This is a Pydantic data model used to constrain and structure the LLM’s output.  
It expects a single field binary_score with the value 'yes' or 'no'.

In [17]:
class GradeDocuments(BaseModel):
    """Binary score for relevance check on retrieved documents."""

    binary_score: str = Field(
        description="Documents are relevant to the question, 'yes' or 'no'"
    )

## 3.2. Set Up the LLM with Function Calling

Initializes the OpenAI chat model (gpt-3.5-turbo-0125) with temperature=0 for deterministic outputs.  
Wraps it using with_structured_output, enabling function calling to return results in the format defined by GradeDocuments.

In [18]:
llm = ChatOpenAI(model="gpt-3.5-turbo-0125", temperature=0)
structured_llm_grader = llm.with_structured_output(GradeDocuments,method="function_calling")
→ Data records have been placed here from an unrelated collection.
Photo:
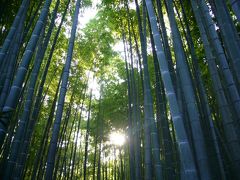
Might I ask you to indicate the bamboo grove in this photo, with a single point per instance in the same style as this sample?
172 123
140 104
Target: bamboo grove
163 73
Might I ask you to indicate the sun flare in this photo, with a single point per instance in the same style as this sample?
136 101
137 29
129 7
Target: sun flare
117 138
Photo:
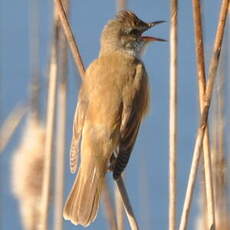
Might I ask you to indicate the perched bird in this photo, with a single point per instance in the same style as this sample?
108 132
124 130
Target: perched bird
112 102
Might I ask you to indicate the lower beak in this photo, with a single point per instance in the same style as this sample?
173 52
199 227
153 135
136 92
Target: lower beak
153 39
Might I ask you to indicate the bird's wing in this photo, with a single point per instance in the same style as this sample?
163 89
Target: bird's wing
135 104
78 124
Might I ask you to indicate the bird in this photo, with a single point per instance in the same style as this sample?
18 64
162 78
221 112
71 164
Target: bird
112 102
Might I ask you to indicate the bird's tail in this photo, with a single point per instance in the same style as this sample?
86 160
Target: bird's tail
83 201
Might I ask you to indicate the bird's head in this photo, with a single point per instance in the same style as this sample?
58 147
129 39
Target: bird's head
125 33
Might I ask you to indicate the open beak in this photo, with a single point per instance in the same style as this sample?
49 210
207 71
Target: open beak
150 38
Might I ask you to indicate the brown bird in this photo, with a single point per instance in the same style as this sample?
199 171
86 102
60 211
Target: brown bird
112 102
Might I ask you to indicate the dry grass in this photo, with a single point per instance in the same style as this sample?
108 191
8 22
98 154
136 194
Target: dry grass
27 173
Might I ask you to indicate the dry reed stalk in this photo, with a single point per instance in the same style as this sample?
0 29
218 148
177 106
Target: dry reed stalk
70 37
61 127
127 205
173 115
109 207
34 59
219 161
51 107
121 5
120 212
79 65
10 124
202 85
204 116
27 173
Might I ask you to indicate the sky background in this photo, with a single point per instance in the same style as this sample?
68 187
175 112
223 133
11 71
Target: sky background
147 171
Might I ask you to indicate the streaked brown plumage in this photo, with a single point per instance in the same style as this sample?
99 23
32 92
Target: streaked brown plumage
112 101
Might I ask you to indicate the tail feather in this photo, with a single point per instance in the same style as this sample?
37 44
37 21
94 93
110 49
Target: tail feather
82 204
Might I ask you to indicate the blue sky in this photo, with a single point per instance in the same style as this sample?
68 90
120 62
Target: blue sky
147 171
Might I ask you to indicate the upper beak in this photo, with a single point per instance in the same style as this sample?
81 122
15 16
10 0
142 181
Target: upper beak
151 39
## 3.3. Create a Grading Prompt

This system message instructs the LLM to act as a binary grader:
- Mark a document 'yes' if it’s loosely relevant to the user question.
- Mark 'no' if it’s not relevant.
- Emphasis is on filtering out erroneous retrievals rather than perfect matching.

In [19]:
system = """You are a grader assessing relevance of a retrieved document to a user question. \n 
    If the document contains keyword(s) or semantic meaning related to the user question, grade it as relevant. \n
    It does not need to be a stringent test. The goal is to filter out erroneous retrievals. \n
    Give a binary score 'yes' or 'no' score to indicate whether the document is relevant to the question."""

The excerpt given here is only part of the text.